Category Archives: Programming

Retrieving Oracle table results from Python

A simple two liner to retrieve data results from Oracle.

# 1. Download and unzip 
#      Instant Client Package - Basic (64 bit or 32 bit same as your Python client) 
#      from http://www.oracle.com/technetwork/topics/winx64soft-089540.html
# 2. Add ..\instantclient_12_2 to environment variable "Path"
# 3. Install module cx_Oracle: 
#      py!pip install C:/cx_Oracle-6.0.2-cp36-cp36m-win_amd64.whl

import cx_Oracle as ora
import pandas as pd
conn = ora.connect("uname", "pwd", "host:port/sid")
dset = pd.read_sql("SELECT * FROM TABLE", conn)

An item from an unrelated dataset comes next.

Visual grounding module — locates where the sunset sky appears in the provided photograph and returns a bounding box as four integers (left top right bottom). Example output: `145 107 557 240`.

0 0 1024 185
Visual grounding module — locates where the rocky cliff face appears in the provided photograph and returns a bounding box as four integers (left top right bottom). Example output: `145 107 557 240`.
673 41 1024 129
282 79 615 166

Combining multiple files to one Excel file

This python code below allows you to choose multiple files (.csv, .xls, .xlsx) and create a multi-worksheet Excel file.


# -*- coding: utf-8 -*-

from tkinter import filedialog
from tkinter import *
from pathlib import Path
import pandas as pd

root = Tk()
infiles = filedialog.askopenfilenames(
                title = "Select the file you wish to convert", 
                filetypes = (("Excel files", "*.xls;*.xlsx"),("all files","*.*")))
counter = 1
if (len(infiles) > 0):
    p = Path(infiles[0])
    outfile = str(p.parent) + "\\newfile.xlsx"
    print(outfile)
    writer = pd.ExcelWriter(outfile, engine='xlsxwriter')

for infile in infiles:
    p = Path(infile)
    if (p.suffix == ".csv"):
        inp=pd.read_csv(infile, sep = ",")
    elif (p.suffix in [".xlsx", ".xls"]):
        inp=pd.read_excel(infile, dype = str)

    counter = counter + 1
    sheetname = p.name
    sheetname = sheetname.replace(p.suffix, "")
    inp.to_excel(writer, index = False, sheet_name = sheetname[0:30])

try:
    writer.save()
except NameError:
    print("No file selected")

Converting CSV to Table rows in SQL Server and Oracle

Another useful block of code that will help in converting CSV to a table row.

with temp as
(
    select 108 Id, 'australia, australia, united states of america, iran' str
    UNION ALL
    select 109, 'india, iran, iraq'
    UNION ALL
    SELECT 109, 'israel, australia'
), xmlData as
(
     SELECT Id,  
         CAST ('<M>' + REPLACE(str, ',', '</M><M>') + '</M>' AS XML) AS Data  
     FROM  temp
)
SELECT xmlData.Id,  
     ltrim(rtrim(Split.a.value('.', 'VARCHAR(100)'))) AS Data  
FROM  xmlData CROSS APPLY Data.nodes ('/M') AS Split(a)

and in Oracle,

with temp as
(
    select 108 Id, 'australia, australia, united states of america, iran' str  from dual
    UNION ALL
    select 109, 'india, iran, iraq' from dual
    UNION ALL
    SELECT 109, 'israel, australia' FROM dual
)
SELECT DISTINCT ID, ltrim(regexp_substr(str, '[^' || ',' || ']+', 1, LEVEL)) str
FROM temp T
CONNECT BY regexp_substr(str, '[^' || ',' || ']+', 1, LEVEL) IS NOT NULL
ORDER BY ID;

Preparing NULL counts for SQL and Oracle data tables

I am posting this one after a very long time. Just thought this information will be useful for someone.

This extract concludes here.